What about timing how long a task takes? Would it be better to add up the lengths of the timeslices the program gets? Maybe not if those timeslices don't count blocking disk activity. I guess there's a reason for the "real time" column from the Unix `time` command. For that use, I'd want a timer which doesn't count when the system is suspended.

I'm planning on implementing a concept of experiential time to my OS -- time the computer has experienced. If a human adjusts a clock backward, the human knows time hasn't actually reversed, so why should a computer be that stupid? This is a question especially worth asking in matters of security, but it applies to `make` too. Given removable storage drives, I suppose each filesystem should have its own experiential time too. (Speaking as an old PC builder, any drive is ultimately removable, as is any partition if you're crazy enough.) The OS should simply maintain an appropriate offset for each filesystem, initialised each time the filesystem is mounted.

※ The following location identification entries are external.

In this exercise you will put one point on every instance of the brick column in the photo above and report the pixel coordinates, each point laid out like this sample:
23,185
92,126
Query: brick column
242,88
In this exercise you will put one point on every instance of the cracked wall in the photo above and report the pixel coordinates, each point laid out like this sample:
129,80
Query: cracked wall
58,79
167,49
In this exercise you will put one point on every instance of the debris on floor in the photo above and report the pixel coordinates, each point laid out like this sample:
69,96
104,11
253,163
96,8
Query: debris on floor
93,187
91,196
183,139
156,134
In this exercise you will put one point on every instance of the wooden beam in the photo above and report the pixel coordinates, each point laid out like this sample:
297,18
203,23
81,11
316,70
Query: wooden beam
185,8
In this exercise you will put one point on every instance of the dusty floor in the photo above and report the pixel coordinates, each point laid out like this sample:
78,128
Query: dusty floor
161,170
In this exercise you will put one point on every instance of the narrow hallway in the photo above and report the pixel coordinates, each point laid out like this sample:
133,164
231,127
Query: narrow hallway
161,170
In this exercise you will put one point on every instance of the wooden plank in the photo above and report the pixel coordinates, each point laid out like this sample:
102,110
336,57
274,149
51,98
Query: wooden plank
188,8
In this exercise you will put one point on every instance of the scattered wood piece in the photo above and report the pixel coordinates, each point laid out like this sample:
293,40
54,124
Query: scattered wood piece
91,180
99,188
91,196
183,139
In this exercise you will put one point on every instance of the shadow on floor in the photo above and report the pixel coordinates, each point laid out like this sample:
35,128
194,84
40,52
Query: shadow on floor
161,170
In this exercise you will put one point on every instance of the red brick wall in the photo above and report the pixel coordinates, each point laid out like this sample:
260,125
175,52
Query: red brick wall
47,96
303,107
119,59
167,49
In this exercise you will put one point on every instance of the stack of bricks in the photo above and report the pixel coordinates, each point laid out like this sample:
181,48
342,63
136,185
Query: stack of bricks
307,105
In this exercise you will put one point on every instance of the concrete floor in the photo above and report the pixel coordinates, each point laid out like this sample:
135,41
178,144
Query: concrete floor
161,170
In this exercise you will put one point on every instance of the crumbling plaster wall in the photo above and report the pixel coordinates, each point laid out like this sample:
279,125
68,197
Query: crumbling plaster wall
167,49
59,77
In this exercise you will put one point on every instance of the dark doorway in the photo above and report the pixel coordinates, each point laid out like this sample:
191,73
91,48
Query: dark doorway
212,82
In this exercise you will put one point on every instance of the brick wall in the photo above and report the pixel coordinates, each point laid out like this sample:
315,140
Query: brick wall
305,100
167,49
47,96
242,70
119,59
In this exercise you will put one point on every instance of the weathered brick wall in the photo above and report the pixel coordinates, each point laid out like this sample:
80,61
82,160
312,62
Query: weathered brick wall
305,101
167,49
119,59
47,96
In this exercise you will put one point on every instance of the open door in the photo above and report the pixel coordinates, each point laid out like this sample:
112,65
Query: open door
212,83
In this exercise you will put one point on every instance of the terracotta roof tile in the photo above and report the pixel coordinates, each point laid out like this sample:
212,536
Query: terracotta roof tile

eekee wrote:What about timing how long a task takes?

That's not really looking at the clock. That's asking the OS about how many resources you consumed. And those questions are always much harder than it seems on surface (see also: How much memory does this process consume?). You brought up a task being suspended for disk activity. It doesn't consume any CPU in that time, so whether that is part of the run-time you are asking about is a matter of taste.

eekee wrote:I guess there's a reason for the "real time" column from the Unix `time` command. For that use, I'd want a timer which doesn't count when the system is suspended.

Well I don't. If it took 5 hours to complete a task because the system was suspended for that long, then that's what the "real time" column should report, because that is how much time passed in reality.

You're right, it is a matter of taste.